There are some fight scenes that are like a bad version of It. Then in the dumbest of reveals, it turns out the whole thing is actually Melanie’s fantasy all along. But that would mean she had two fantasies instead of one? I don’t know. Anyway, she had been putting on an act to save everyone apparently just so they could know her worth before she killed them all. She feels horrible that she was made to believe that she couldn’t get love because the night Nick died was supposed to be their second date or something, and she thought he stood her up. I love that this movie continues the trope of “bullied kid goes crazy and wants to murder everyone at the end.”

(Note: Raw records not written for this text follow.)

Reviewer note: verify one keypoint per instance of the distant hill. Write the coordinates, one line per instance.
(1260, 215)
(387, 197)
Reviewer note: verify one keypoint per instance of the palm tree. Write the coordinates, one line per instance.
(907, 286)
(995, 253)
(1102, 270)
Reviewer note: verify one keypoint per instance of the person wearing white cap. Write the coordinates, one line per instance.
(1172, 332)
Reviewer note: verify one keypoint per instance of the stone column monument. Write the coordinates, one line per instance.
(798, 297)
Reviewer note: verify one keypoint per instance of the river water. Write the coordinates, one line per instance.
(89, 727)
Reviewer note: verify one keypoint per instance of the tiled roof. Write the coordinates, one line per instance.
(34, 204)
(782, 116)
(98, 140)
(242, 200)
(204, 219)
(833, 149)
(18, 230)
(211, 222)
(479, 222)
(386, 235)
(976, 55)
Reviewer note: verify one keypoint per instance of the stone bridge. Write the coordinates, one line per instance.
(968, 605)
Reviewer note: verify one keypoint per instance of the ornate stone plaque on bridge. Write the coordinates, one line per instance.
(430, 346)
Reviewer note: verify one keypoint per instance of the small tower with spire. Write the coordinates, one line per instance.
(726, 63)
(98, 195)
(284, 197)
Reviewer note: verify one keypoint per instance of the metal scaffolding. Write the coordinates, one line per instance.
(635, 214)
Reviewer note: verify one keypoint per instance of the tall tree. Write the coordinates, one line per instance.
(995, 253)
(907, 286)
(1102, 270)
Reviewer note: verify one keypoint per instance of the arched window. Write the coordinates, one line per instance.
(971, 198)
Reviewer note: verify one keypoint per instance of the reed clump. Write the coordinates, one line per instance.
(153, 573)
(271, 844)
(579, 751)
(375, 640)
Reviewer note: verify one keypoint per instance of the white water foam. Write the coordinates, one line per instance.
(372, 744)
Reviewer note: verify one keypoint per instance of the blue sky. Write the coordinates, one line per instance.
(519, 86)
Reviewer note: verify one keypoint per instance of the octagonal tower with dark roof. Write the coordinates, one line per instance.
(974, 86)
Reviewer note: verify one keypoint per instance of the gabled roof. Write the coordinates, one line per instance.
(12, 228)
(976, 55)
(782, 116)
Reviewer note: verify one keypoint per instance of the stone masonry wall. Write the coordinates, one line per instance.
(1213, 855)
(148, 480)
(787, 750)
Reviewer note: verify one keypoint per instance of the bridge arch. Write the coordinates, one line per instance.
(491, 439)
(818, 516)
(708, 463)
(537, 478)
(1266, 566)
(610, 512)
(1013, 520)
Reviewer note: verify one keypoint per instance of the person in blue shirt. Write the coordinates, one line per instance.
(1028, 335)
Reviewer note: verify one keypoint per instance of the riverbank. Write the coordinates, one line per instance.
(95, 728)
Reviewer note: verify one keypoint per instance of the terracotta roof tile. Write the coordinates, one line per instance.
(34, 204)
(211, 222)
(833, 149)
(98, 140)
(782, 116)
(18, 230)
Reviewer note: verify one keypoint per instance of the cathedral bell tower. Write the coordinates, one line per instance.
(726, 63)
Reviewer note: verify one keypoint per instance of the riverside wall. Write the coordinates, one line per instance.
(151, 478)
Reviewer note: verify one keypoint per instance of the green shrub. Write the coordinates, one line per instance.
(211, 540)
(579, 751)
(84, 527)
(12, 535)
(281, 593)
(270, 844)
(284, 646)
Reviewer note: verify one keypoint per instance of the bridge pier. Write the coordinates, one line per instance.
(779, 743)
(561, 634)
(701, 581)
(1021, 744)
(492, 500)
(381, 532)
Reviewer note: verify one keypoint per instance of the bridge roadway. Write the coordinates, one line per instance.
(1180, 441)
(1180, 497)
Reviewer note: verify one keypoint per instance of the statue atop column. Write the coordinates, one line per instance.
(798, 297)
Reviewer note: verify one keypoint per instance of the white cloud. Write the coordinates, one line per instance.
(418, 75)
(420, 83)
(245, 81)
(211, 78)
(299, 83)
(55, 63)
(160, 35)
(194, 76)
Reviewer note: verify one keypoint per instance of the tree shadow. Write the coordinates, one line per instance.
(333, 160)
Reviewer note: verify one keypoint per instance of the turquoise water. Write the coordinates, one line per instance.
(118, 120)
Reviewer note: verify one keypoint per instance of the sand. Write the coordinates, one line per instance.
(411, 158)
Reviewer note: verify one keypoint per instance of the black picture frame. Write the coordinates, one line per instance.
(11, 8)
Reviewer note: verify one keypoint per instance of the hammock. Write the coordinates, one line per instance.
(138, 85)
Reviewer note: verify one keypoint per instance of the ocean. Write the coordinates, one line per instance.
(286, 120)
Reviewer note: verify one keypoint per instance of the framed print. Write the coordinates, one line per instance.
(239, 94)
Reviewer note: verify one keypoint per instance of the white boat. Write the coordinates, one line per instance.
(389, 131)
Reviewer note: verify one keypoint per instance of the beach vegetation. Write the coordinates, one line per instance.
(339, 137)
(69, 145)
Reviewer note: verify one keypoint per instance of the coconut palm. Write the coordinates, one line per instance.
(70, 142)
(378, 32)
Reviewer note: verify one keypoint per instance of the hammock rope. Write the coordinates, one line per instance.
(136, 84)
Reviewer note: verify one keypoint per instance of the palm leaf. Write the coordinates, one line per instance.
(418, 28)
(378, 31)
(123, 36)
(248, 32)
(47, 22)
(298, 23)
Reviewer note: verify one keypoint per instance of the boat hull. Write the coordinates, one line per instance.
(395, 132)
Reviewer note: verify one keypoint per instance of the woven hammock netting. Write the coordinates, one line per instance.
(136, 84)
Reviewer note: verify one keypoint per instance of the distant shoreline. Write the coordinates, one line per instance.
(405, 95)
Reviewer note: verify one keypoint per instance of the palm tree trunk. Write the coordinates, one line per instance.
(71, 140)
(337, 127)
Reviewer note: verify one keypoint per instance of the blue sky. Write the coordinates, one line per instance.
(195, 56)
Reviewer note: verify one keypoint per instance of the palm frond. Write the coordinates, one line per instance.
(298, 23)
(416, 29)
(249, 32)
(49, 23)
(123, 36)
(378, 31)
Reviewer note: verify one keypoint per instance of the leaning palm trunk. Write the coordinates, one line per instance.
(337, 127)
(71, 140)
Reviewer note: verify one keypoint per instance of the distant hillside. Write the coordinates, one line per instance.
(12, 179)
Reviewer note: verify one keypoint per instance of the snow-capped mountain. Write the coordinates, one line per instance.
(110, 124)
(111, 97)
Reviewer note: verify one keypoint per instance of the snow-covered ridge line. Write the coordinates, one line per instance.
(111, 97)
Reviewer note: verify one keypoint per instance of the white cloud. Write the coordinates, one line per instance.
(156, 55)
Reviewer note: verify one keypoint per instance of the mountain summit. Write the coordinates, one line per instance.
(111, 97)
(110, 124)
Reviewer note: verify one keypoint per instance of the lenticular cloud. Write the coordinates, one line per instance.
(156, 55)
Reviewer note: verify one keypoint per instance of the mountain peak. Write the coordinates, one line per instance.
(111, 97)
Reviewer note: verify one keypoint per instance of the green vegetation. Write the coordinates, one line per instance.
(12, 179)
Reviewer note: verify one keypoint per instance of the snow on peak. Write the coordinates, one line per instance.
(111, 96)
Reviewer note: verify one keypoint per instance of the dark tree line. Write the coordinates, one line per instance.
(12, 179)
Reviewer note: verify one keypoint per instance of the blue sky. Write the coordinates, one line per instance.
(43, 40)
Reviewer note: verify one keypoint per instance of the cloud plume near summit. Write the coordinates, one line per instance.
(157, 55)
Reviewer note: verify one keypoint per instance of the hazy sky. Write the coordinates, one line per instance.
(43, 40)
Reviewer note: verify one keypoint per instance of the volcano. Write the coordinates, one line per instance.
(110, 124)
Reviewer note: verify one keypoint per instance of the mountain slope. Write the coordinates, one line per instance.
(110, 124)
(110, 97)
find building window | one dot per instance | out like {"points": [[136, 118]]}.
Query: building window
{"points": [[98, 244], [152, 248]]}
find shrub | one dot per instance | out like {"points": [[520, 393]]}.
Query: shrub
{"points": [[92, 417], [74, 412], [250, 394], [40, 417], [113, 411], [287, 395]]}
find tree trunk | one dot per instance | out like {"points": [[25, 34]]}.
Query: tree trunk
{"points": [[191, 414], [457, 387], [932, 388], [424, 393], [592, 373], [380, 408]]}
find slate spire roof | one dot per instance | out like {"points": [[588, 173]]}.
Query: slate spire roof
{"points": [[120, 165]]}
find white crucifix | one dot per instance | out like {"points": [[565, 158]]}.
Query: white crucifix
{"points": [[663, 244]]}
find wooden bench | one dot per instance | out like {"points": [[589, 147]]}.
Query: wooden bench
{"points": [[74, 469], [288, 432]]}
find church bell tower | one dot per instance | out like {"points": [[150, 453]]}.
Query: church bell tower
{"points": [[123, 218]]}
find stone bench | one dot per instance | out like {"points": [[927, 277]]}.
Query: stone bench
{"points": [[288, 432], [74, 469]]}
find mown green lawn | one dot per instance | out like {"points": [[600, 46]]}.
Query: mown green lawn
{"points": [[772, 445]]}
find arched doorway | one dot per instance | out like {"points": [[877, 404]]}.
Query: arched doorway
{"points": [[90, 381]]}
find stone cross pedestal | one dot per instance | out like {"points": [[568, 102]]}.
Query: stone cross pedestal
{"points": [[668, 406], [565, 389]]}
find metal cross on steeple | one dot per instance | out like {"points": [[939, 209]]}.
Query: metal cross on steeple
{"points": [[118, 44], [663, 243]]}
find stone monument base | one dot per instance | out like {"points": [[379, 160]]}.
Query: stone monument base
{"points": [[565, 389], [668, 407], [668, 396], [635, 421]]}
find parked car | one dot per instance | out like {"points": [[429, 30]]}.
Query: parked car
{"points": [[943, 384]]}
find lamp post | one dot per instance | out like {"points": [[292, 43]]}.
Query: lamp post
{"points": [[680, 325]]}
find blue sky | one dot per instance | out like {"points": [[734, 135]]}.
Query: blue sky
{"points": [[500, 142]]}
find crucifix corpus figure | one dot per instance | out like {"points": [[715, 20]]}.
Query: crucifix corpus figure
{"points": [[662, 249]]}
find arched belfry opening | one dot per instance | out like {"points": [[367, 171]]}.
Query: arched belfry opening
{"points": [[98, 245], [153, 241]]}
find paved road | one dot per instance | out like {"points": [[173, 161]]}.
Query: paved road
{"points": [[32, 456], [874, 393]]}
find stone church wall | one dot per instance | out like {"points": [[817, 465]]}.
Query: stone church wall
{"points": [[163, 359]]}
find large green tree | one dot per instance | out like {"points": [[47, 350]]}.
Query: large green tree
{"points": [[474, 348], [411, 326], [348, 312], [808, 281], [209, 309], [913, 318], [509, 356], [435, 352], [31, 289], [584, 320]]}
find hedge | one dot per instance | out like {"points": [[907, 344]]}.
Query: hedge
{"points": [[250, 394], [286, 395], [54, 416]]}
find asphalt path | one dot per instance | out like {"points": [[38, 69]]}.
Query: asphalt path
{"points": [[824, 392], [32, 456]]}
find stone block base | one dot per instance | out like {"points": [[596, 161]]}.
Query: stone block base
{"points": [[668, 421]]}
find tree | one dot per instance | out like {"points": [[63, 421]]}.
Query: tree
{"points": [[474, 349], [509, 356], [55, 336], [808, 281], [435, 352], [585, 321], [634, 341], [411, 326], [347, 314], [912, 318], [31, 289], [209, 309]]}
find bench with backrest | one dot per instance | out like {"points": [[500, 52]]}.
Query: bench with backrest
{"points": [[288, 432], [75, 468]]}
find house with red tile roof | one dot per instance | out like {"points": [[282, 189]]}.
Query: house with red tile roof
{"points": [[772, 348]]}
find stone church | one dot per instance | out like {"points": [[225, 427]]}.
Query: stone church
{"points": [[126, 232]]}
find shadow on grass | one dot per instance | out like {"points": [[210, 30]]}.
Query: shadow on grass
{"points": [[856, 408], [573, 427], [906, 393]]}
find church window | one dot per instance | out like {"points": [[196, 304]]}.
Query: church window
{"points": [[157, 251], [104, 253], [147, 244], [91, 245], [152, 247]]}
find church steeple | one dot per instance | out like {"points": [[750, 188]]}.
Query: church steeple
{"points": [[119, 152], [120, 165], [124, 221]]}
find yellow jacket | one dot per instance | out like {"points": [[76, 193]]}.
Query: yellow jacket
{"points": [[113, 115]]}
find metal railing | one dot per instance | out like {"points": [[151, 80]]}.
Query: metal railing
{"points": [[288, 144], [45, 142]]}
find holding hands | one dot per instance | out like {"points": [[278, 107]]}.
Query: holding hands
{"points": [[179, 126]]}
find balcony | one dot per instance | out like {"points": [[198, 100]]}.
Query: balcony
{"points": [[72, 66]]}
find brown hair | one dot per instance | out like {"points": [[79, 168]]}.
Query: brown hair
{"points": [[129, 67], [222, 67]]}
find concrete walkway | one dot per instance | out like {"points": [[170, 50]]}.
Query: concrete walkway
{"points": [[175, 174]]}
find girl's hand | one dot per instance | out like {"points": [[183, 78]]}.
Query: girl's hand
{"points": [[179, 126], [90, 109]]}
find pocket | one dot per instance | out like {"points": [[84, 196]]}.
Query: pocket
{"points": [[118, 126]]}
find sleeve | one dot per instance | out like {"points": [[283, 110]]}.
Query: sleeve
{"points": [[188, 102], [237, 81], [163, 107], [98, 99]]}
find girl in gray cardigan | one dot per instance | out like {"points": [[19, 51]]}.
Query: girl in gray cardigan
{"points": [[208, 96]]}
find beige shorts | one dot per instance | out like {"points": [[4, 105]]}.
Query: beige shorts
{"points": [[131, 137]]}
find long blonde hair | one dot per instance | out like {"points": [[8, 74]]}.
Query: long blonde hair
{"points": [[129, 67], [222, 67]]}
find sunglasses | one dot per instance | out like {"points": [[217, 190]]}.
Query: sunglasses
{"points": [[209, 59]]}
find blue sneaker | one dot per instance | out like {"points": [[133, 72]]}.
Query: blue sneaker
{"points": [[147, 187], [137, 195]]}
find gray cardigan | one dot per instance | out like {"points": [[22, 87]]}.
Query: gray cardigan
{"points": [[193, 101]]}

The movie spells everything out for you with detailed exposition, and it still makes no sense. But yeah, I lose track of things again. Somewhere in there, there is another grenade standoff with Melanie. Roarke decides to let Julia go and gives Sloane a fantasy, and she has Melanie drowned by Nick’s zombie who shows up in every predictable jumpscare this movie has. Before Melanie dies, she drops the grenade in front of everyone, Patrick jumps on top of it and sacrifices himself just like his dad did.
This is still only scraping the surface of the stupidity of this movie. I didn’t even tell you about the part where Michael Rooker literally yeets himself off a cliff to try and kill Dr. Torture for the third time. Just go watch this movie. There’s really nothing else like it, and I hope we never see anything like it again. 11/10 experience for a 1/10 movie. Congratulations Blumhouse Productions for having this masterpiece under your belt.